Karl Marx, Capital, Volume 1, (1867:233)

“Fuzzy math?” Obama accused Romney with it. Neither man touched on the most important math in America. It’s rarely taught. And, yes, it involves vampires … and jobs.

I’ve had 42 jobs in this life so far. The first was at age 6, in 1962, when I hauled groceries in my red wagon up a hill for elderly ladies from an A&P supermarket in Philadelphia. The women didn’t own cars. I’d get a quarter if I was lucky, maybe a glass of iced tea.

$0.00 an Hour

I’ve had several fast food jobs. I’ll never forget my first. I was 19 and I flipped burgers at Gino’s (a competitor of McDonald’s) in 1975 in the suburbs of Philadelphia. I was earning money for college. Ginos advertised “flexible hours” to cater to college student’s busy needs. I signed on at $1.90 an hour, plus one free hamburger per shift.

One day I was called in at the last minute for an evening shift of four hours. Not owning a car, I took public transportation to the place, about 4 miles away, for the 4:00 shift. It started to rain. When I arrived, soaking wet at 4:00, I was told, ‘we don’t need you anymore tonight, Brian.

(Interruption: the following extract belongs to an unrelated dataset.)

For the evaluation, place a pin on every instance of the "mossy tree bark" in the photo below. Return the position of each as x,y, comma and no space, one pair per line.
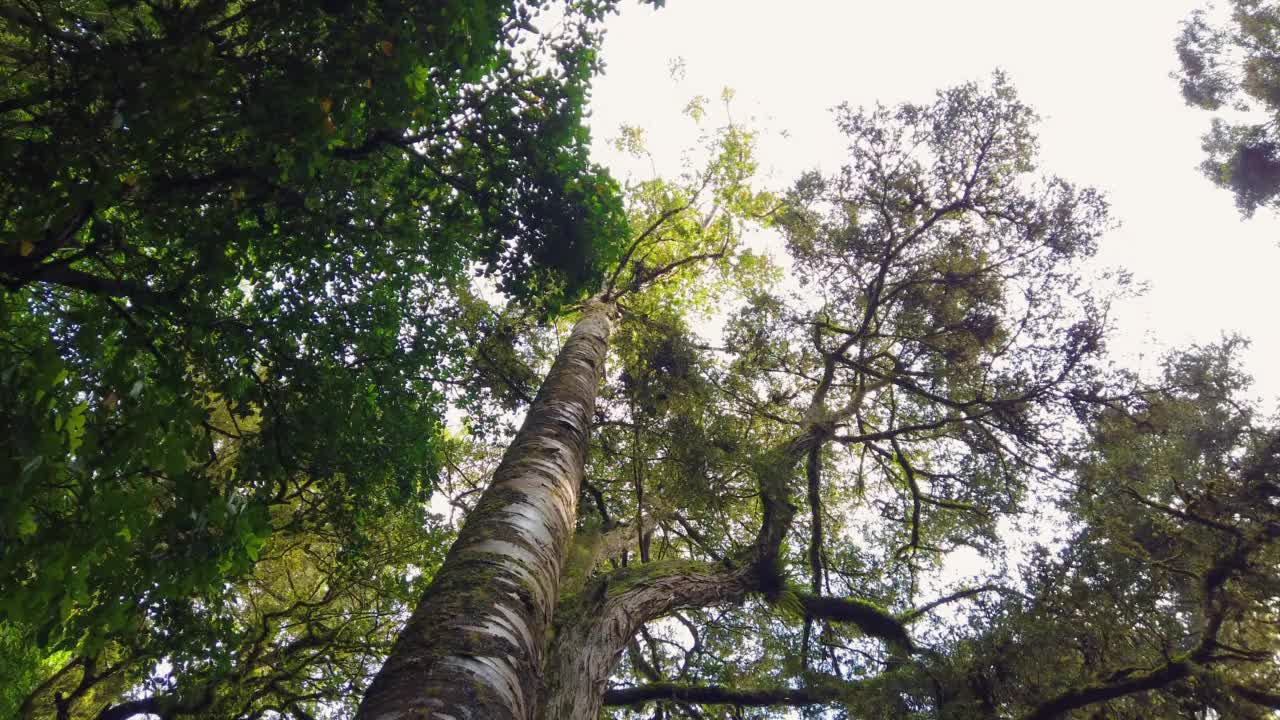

“But it took an hour to get here and I want to work. Please let me do something.”

“Can’t you see?” the manager pointed out the window, “it’s raining out, hard, and no one is coming into Ginos. We don’t need you. Can you work a shift on Saturday at 11:00 to 2:00?”

“Can I at least have my hamburger?”

“But you didn’t work!” he said.

I got home around 6 PM. Total time spent from home to home again: 3 hours. Total wages earned: $0.00.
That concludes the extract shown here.